A month later we slipped back a couple of millennia to relive the nation-shaping story that set the foundations for us as a people: exodusing Egypt, leaving slavery behind and striding (albeit unwillingly) into liberation, then receiving the Torah with its mitzvoth and its total life-style that set the scene for all that has followed, to this day.
This past week we commemorated one of the darkest moments of our history, a history replete with many dismal hours, as we as a people raised the memories of family and friends and communities and villages and cities, of men, women and children who were, and then weren’t.
And this week we skip forward, not centuries, not millennia, but a few years, a mere 70 years, first to commemorate those who fought to assure our future in Israel. And then, the high point – Yom Haatzmaut. The establishment of our state.
How strange that in a period of just over a month we run the gamut from the profoundest depths of despair to the most dizzying pinnacles of success – in each of the holidays. Perhaps it is a reflection of spring with its eternal rebirth, its revitalization of our lives, our aspirations and our spirits. Even our parsha hints at that, with laws pertaining to childbirth.
Over the years some people have complained that the back-to-back linking of our days of mourning and celebration – such as Yom Hashoah and Yom Hazikaron followed without a blink by Yom Haatzmaut – is too severe, too much of a shock to our systems. It does not allow us to mourn fully and it does not allow us to celebrate fully.
It’s easy to understand this logic. But the reality of the heart nullifies such reasoning. Those who mourn – mourn every day. And no amount of time would be sufficient to express the never-ending sorrow that these people feel – whether for those lost in the Shoah or those lost in battle.
As for the celebration, the declaration of the state was indeed a high point, a phoenix-like renascence that stunned and continues to stun the world – Jews and non-Jew alike. I saw that Chief Rabbi Kook addressed the question of what makes Yom Haatzmaut such a miracle. After all, wasn’t the miracle in our ability to survive the onslaught of the invading armies and the efforts, yet again, to annihilate us?
Yes, he answers, that too was a miracle. But first we needed the miracle of the leaders of the time, to show the audacity to actually declare the state under the conditions that existed. And so yes, it is a miracle that the state was declared, no less than it is a miracle that the state has survived.
The question now is: are we as a country doing the job we are supposed to in the present constellation of affairs and events? That’s a hard question to answer, especially as I have no intention of getting into politics.
Overall, we can unequivocally say that the existence of Israel has served to strengthen the Jewish people around the world. It created problems for some, who either had to leave their homes (in North Africa and Arab countries) or to live a little below the radar. But for most, Israel has been a source of pride, of inspiration, of security – knowing that there is a place for them.

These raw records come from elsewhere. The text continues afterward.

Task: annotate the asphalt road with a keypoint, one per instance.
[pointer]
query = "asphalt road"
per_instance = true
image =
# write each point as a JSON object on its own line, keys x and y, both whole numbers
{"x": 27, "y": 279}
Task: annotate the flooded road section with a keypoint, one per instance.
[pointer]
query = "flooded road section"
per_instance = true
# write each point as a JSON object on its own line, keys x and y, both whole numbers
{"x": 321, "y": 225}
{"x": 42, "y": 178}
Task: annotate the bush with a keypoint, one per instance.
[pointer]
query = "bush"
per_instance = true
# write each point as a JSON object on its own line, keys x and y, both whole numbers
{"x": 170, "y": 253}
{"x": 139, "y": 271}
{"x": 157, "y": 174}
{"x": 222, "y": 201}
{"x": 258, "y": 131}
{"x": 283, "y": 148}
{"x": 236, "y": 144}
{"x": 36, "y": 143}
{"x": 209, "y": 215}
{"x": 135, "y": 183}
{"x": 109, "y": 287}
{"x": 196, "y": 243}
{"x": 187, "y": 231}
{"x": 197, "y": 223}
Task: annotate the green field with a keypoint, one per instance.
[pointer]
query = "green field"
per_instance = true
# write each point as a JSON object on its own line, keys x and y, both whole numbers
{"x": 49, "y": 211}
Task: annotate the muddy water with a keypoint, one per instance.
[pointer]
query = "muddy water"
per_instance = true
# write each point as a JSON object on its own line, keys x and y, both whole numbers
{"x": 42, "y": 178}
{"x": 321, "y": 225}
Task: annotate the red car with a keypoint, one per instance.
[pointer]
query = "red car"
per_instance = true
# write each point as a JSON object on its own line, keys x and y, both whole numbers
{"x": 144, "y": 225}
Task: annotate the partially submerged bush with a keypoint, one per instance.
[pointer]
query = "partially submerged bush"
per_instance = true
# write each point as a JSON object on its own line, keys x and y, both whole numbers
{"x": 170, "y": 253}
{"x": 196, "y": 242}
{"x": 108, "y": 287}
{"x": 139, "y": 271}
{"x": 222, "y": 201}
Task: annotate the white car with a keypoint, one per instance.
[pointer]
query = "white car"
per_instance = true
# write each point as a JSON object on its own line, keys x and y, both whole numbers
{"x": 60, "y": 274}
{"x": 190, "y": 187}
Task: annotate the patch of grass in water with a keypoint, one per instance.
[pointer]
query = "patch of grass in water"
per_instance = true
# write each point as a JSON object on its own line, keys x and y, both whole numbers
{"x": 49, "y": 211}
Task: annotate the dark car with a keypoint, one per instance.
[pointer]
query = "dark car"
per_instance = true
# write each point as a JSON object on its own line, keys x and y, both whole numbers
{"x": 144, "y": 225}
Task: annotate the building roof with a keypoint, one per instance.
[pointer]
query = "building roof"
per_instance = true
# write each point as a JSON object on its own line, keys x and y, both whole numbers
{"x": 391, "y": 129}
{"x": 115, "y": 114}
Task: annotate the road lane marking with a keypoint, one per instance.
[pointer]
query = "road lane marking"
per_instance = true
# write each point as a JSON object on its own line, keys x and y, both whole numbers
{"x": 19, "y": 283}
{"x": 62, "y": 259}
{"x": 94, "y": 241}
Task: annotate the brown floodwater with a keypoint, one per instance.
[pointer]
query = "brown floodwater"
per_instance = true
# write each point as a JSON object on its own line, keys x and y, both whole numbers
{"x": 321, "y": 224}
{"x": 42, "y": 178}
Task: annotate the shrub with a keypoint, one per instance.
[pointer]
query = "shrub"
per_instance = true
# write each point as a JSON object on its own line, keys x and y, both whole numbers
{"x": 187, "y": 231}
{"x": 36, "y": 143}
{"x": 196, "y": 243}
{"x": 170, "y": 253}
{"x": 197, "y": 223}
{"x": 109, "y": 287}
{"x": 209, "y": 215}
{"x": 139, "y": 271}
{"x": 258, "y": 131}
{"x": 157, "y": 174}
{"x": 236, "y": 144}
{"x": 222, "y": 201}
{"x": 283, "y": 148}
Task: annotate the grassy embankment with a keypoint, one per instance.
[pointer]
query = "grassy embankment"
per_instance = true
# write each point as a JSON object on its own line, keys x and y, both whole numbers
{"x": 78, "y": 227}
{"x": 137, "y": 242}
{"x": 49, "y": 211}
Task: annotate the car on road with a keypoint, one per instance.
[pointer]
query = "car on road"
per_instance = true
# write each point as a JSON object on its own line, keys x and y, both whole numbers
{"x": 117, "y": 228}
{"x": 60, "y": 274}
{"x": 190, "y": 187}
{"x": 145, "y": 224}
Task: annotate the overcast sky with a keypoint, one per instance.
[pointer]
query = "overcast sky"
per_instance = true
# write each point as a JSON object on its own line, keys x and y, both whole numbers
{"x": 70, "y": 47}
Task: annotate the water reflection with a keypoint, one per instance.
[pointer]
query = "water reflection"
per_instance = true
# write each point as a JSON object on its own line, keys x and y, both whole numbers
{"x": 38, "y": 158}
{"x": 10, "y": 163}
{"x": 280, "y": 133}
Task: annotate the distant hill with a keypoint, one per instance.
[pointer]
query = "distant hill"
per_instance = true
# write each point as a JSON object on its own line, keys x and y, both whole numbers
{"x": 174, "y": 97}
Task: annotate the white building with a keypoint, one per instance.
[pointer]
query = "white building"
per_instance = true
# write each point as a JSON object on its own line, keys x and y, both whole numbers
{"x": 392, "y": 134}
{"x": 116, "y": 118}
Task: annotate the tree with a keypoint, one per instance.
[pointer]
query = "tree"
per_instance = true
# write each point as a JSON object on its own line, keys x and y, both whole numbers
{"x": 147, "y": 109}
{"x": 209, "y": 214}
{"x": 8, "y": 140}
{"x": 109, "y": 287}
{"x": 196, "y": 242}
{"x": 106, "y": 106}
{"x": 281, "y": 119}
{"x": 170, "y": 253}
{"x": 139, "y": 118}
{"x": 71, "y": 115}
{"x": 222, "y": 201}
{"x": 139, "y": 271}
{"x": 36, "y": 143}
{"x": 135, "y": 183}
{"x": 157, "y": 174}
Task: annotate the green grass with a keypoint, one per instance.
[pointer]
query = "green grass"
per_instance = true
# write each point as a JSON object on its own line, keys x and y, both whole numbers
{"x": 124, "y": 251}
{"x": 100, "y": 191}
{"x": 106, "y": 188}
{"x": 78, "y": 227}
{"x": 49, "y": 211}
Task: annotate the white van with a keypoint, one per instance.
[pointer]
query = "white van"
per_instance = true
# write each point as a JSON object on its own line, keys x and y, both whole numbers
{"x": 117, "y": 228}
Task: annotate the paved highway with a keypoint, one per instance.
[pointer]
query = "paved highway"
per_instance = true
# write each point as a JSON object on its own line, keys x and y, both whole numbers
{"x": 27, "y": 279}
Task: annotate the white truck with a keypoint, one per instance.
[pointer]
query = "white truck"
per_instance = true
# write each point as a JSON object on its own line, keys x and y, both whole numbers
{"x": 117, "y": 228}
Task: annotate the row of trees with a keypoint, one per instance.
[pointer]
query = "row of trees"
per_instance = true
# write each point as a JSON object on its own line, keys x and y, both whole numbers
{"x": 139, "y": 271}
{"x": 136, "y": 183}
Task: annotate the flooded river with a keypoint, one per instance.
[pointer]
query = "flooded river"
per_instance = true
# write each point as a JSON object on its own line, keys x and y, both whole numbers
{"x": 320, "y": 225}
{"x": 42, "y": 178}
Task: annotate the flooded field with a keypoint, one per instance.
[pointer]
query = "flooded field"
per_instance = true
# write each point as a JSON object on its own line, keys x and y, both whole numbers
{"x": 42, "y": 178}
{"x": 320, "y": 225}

Has it handled its internal affairs properly? We have absorbed waves of immigrants from dozens of countries. Many of them have succeeded with the help that was provided. Many others have succeeded despite what was done. Still others hang on at the fringes and don’t fit in. but we haven’t done our best to provide the best and receive the best to and from the newcomers.
Are we caring about our fellow citizens? To some extent, and especially if they are like us. But that is human nature. When John Lennon sang Imagine there are no countries and no religions too – you may call me a dreamer. I could think of many more appellations for such thinking. Studies have shown over and over that people like to belong to groups with specific traits and characteristics, which differentiate them from others. For the good and the bad.
Are we caring about our countryside, our environment? We love our countryside and to hike and drive through it – but give us a car any day! Asphalt! That’s the winning element. Buildings! Concrete monuments that replace orchards and fields because there are so many of us now.
In short, we have a lot to do to make our country a better place for everyone. There are factors that continue to limit our options, such as our neighbors near and not so near.
There is also the worrisome trend in this country, and elsewhere in the world, towards extremism. For years, one of the wonders of Israel was that with all the pressure we were under, there was relatively little civil violence outside of wars and terrorism. We were tense but controlled.
But this control has taken a toll, and today, aided and abetted by violence on the screen and in the news and in the press, our lives have become more violent too. People don’t hold it in any more. They let it out. Against spouses, children, neighbors, and against those who don’t agree with them. Regaining some control over ourselves will be one of our greatest challenges in the coming years.
But now it is time to celebrate, and so Yom Atzmaut Sameach. And may we celebrate many more in happiness and in peace in our country.